Северная Италия в это смутное время была главным очагом борьбы между Австрией и Французской республикой; и от первого наступления французов в 1796 г. до решающего сражения при Маренго в 1800 г. Болонья попеременно оказывалась под оккупацией то одной, то другой противоборствующей державы. Однако в течение почти 19 месяцев после битвы при Треббии в июле 1799 г. австрийцы оставались в нерушимом владении. Ряды австрийской армии в тот день составляли редставители большинства ведущих европейских языков — тевтонского, славянского, чешского, мадьярского, романского и т.д. Открывшееся таким образом для Меццофанти общение с офицерами и солдатами в сочетании с университетом и другими его ресурсами давало невероятные результаты.

Эти знания, несомненно, давали ему преимущества в его продвижении в сан священника. Все сохранившиеся отчеты о первых годах его служения сходятся в восхвалении его замечательного благочестия, преданности обязанностям исповедника и, прежде всего, деятельного и трогательного милосердия. Он принимал участие во всех делах благотворительности. Он был особенно предан больным; не только высшему классу, а тому классу, которого в Италии называют «застенчивыми бедняками», которых он любил разыскивать и навещать в их собственных домах. Его деятельная благотворительность позволяла ему оказывать услуги, которые нельзя было получить за деньги. Он занимался благотворительностью и в государственных больницах, и в гражданских, и в военных. Страшная Первая Итальянская кампания 1796—1797 гг., а затем 1799 года наполнила лагеря обеих армий больными и ранеными солдатами. Таким образом, в общественных больницах Болоньи постоянно находились инвалиды почти всех европейских рас. М. Манавит утверждает, что еще до того, как Меццофанти был рукоположен в священники, он начал выступать в качестве переводчика для раненых или умирающих в больницах, будь то их мирские или духовные желания. Манавит рассказывает, что говорил ему Меццофанти о своем служении:

«Я был в Болонье, — рассказывал он М. Манавиту, — во время войны. Я был тогда молод, в священном служении и имел обыкновение посещать военные госпитали. Я постоянно встречал там венгров, славян, немцев и богемцев, раненых в бою или в походе. Это и огорчало мое сердце, что по недостатку средств общения с ними я не мог ни исповедовать, ни привести в церковь тех, кто были католиками.
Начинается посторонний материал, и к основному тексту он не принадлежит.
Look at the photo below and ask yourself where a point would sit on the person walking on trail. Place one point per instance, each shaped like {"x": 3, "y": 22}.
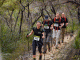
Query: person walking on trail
{"x": 37, "y": 41}
{"x": 57, "y": 25}
{"x": 47, "y": 25}
{"x": 65, "y": 20}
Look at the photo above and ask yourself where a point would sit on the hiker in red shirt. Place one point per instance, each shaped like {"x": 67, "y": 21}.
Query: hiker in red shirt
{"x": 57, "y": 25}
{"x": 65, "y": 20}
{"x": 47, "y": 24}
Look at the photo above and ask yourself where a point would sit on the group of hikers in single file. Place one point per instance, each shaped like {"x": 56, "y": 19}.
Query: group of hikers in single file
{"x": 46, "y": 29}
Соответственно, в таких случаях я со всей своей энергией отдавался изучению языка пациентов, пока не изучал его достаточно, чтобы меня понимали. Мне большего и не требовалось. С этими первыми зачатками я оказался среди больничных палат.

Таким образом, за короткое время я приобрел значительный словарный запас. Наконец, по милости Божией, с помощью моих личных занятий и цепкой памяти, я узнал не только родовые языки народов, к которым принадлежали некоторые больные, но даже особые диалекты их различных провинций».

Репутация, которую он таким образом постепенно создавал, сама по себе служила расширению его возможностей для изучения языков. Каждый иностранец, посетивший Болонью, стремился к его обществу, чтобы лично проверить правдивость чудесных слухов, которые к тому времени уже широко распространились. В те дни Болонья была главной дорогой в Рим, и лишь немногие посетители этой столицы не задерживались в Болонье, чтобы осмотреть многочисленные ее достопримечательности.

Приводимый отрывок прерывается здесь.